So said Billy Gray, who played Bud on "Father Knows Best," quoted in this article that notes that Jane Wyatt, who played the mother on the show, has died.
The writer of the article, Gael Fashingbauer Cooper, comments:
"Father Knows Best" was just kind of background noise for me. I watched it occasionally, but if you're talking black-and-white shows about happy nuclear families, I preferred "Leave It to Beaver."...Are those idealized family shows ridiculous, harmful, or helpful? Don't we know how to extract what is useful from an unreal story? Every decade has its popular shows that are unreal in some way that reflects the insecurities and hopes of its time.

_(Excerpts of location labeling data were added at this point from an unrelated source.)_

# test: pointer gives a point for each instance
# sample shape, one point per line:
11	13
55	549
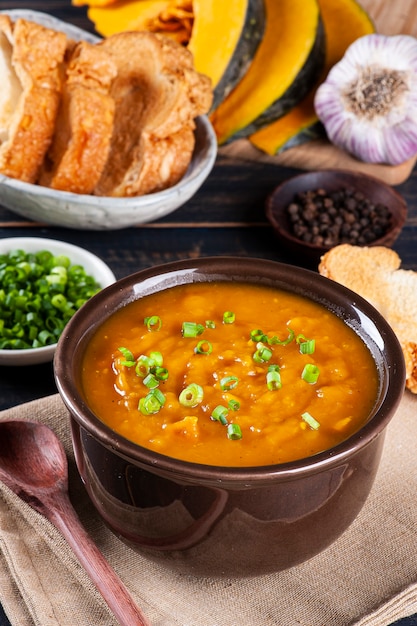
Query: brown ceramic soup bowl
227	521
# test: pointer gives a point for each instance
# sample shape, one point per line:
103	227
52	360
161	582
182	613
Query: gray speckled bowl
84	212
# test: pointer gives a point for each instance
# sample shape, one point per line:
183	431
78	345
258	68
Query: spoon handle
112	589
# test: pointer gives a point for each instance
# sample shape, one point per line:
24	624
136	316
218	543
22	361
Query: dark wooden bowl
331	180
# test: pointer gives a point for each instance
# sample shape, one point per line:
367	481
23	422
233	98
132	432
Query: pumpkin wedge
223	36
286	65
224	40
344	21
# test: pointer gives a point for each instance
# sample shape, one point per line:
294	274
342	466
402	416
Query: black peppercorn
331	218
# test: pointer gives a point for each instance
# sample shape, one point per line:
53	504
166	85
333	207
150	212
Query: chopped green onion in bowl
43	282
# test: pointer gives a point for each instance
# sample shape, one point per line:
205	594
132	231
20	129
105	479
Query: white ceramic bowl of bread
93	266
84	211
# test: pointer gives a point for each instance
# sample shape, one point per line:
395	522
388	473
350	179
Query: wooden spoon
33	465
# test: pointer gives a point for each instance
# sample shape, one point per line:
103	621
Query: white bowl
93	266
85	212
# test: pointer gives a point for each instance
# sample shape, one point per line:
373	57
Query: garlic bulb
368	102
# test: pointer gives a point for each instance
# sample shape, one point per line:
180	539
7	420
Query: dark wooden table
226	217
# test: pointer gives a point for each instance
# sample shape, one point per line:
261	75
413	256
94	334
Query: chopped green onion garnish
161	373
192	329
42	284
157	358
143	365
152	403
203	347
234	432
307	346
153	323
192	395
220	414
228	383
310	373
228	317
310	420
262	354
273	380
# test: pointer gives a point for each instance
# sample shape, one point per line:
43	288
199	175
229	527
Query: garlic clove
368	102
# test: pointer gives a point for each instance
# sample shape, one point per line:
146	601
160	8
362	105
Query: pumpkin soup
231	374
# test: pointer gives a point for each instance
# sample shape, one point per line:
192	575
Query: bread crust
375	274
157	94
84	126
37	54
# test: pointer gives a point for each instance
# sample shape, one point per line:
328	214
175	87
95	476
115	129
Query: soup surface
255	376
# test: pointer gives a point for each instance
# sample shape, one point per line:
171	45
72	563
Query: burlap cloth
367	578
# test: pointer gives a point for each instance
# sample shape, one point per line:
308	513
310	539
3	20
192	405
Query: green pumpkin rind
244	52
306	78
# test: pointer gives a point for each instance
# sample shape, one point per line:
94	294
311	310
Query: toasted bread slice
157	94
374	273
31	79
84	126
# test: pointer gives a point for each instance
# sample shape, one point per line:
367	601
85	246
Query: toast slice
31	59
374	273
84	126
157	95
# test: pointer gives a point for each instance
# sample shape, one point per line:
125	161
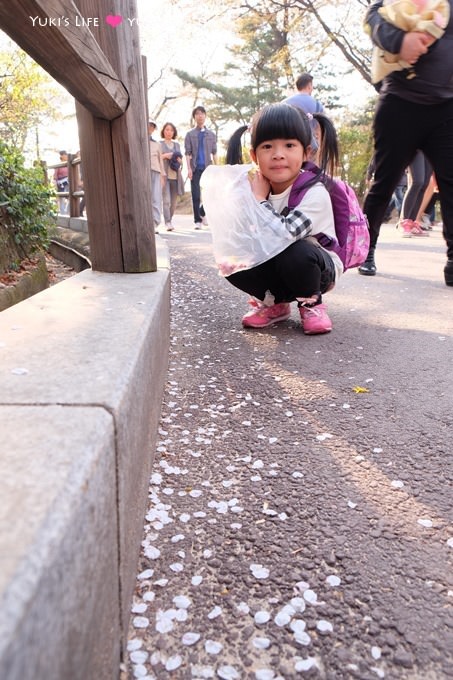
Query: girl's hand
260	186
414	45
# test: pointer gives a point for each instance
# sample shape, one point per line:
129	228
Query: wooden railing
101	66
75	190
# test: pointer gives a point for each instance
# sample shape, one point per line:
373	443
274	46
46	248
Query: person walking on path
200	150
414	112
157	176
301	270
61	180
174	185
420	174
304	98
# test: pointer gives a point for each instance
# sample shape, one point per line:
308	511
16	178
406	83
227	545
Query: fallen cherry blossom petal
140	622
213	647
424	522
190	638
324	626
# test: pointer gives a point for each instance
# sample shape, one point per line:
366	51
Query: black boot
368	268
448	273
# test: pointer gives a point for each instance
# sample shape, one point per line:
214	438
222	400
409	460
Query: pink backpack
351	225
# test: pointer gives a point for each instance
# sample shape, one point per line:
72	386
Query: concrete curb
83	370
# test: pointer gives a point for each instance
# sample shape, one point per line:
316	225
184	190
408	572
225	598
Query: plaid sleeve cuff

But maybe Gray is right, and we extract the wrong things from those shows.
As a girl in the 1970s, watching this kind of show 20 years after they were made, I never felt inspired to pretend to be helpless or use my feminine wiles to attract men because of that or any show. That wasn't the world I lived in. Watching these shows was like flipping through an old photo album, but never having any desire to wear spats or leg o'mutton sleeves. Instead I took from "Father Knows Best" and its ilk a more basic plotline: That families, at their best, love each other no matter what, and stick together when the world is confusing and cold. In my own home, Father and Mother knew best together.
I watched "Father Knows Best" and "Leave It to Beaver" when they originally aired. Like Cooper, I too felt a much closer attraction to the "Leave It to Beaver" family. I wanted Ward and June for my parents, not Jim and Margaret. Who knows what subtle difference made the Cleavers more inviting?